Sejam kemudian Leopold dan Connie sudah berada dalam kendaraan yang membawa mereka ke rumah seseorang. Mereka berbekal surat perintah penggeledahan yang ditandatangani oleh Hakim Newman. 

"Sejak semula saya yakin Anita Buckman tidak membunuh Kent Amstrong. Mesti ada orang lain di kamar itu." 

"Mengapa Anda bisa begitu yakin?" 

"Karena ada barang penting yang hilang dari kamar itu. Amstrong membawa Anita Buckman ke kamar 1010 untuk memperlihatkan foto-foto suaminya dengan Rhoda. Kita tahu dari rekaman bahwa ia memperlihatkan foto-foto itu kepada Anita. Tapi ke mana foto-foto itu kemudian? Kita tidak menemukannya di kamar itu. Satu-satunya yang bisa terjadi adalah: seseorang masuk dan membawanya pergi." 

"Bisa saja Sam Mason, setelah ia menggunting rantai. Mengapa? Untuk dibawa ke Hafner. Apa gunanya? Foto-foto itu 'kan bisa menjadi bukti Anita diperas. Ia 'kan klien Hafner? Selain itu, petugas pembersih kamar mendampingi Mason ketika ia masuk ke kamar 1010. Foto-foto itu bukan diambil Mason, tetapi si pembunuh. Berarti bukan Anita." 

"Jadi siapa? Bagaimana ia bisa masuk kekamar itu? Mestinya seseorang yang menganggap foto itu penting bagi dirinya. Bukan pemeras lain atau Rhoda Quigley. Rhoda sering membuat foto begini. Saya yakin memiliki kunci palsu untuk kamar itu tidak sulit. Tapi bagaimana dengan rantai yang tercantel?” 

"Saya perhatikan Mason menggunting mata rantai yang paling tengah, meninggalkan lima mata rantai ke kiri dan lima mata rantai ke kanan. Ketika saya bandingkan dengan rantai cantel di rumah saya, saya dapati rantai di kamar 1010 itu lebih panjang daripada normal. 

Kemudian saya tahu dari Rhoda bahwa Amstrong selalu mempergunakan kamar 1010 itu menambahkan mata rantai pada rantai yang sudah ada, supaya cukup panjang sehingga daun pintu bisa dibuka cukup lebar untuk memasukkan tangannya. 
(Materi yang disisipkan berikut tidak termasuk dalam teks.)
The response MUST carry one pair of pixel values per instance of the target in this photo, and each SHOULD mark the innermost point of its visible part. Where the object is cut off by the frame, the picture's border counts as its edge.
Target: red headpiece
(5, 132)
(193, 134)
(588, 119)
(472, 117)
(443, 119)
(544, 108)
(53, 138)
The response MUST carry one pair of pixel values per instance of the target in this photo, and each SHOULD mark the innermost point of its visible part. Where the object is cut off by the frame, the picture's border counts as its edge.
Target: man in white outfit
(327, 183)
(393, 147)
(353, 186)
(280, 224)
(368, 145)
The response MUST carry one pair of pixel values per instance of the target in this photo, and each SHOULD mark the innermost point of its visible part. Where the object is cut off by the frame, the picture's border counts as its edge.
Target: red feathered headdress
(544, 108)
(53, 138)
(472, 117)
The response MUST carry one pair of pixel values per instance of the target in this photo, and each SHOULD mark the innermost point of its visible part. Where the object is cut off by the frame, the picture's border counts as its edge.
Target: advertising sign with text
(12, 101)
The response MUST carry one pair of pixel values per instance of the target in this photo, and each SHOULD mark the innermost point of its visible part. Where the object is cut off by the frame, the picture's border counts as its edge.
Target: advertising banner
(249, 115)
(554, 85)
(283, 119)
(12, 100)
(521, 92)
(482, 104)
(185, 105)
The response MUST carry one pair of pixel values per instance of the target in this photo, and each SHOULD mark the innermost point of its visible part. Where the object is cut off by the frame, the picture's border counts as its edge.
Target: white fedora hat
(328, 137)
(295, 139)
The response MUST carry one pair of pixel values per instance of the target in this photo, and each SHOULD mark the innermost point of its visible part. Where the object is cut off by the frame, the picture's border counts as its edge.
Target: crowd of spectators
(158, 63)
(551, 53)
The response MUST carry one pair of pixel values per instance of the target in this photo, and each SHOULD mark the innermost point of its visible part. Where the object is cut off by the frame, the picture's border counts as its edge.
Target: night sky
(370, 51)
Dengan demikian ia bisa membuka cantelan untuk masuk dan mencantelkannya lagi dari luar. Connie mengangguk. 

Mereka tiba di alamat yang dituju. Sebelum keluar dari mobil Leopold berkata, "Si pembunuh tahu sistem ini atau menduganya dari pengalaman. Ia juga orang yang sangat berkepentingan untuk memperoleh foto-foto tidak senonoh yang dipakai memeras Anita Buckman. Orang yang memenuhi persyaratan ini cuma satu: Rudy Buckman." 

Buckman membukakan pintu. "Terlalu malam untuk bertamu, Kapten. Saya sudah hampir naik ke ranjang." 

"Kami memiliki surat penggeledahan, Pak Buckman."

"Apa?" 

"Perintah penggeledahan untuk mencari foto-foto yang Anda ambil dari kamar hotel pagi ini setelah Anda membunuh Amstrong." 

"Gila!" seru pria itu. Connie segera memeriksa ruang duduk. "Anda tahu bagaimana membuka rantai itu, Pak Buckman," kata Leopold. 

"Ketika Anda dengar Amstrong membius istri Anda. Anda keluar dari tempat persembunyian Anda dan menikam Amstrong. Rupanya Anda memutuskan bahwa Anda tidak keberatan istri Anda dipenjara sebagai pembunuh.” 

“Namun, Anda membuat suatu kesalahan besar: Anda mengambil foto-foto Anda. Setelah mengunci kembali pintu, Anda tidak mempunyai kesempatan menyembunyikan foto-foto itu di bank Anda, karena hari itu hari raya. Jadi Anda bawa pulang ke rumah." 

"Kapten, di perapian ada abu dan sebuah sudut foto yang tidak sempat terbakar." 

"Panggil petugas-petugas laboratorium. Mereka akan bisa membuat gambaran dari serpihan besar yang sudah hangus ini." Kemudian Leopold berbalik menghadapi Rudolph Buckman untuk membacakan hak-haknya dan mengalungkan borgol. 

Seminggu kemudian Max Hafner mengundang Leopold makan siang lagi. "Saya dengar Buckman mengaku," katanya. 

"Betul. Tinggal menunggu sidang pengadilan saja." Hafner terdiam sejenak, lalu katanya, "Kapten, saya ingin menawarkan sesuatu yang mestinya saya tawarkan sejak dulu-dulu. Apakah Anda tertarik untuk meninggalkan kepolisian dan bekerja di perusahaan saya? Saya memerlukan orang yang memiliki akal dan pengetahuan seperti Anda." 

Kapten Leopold tersenyum puas. "Terima kasih. Max.Saya menghargai tawaran Anda, tetapi saya belum ingin berhenti menjadi polisi. Hari ini giliran saya mentraktir Anda."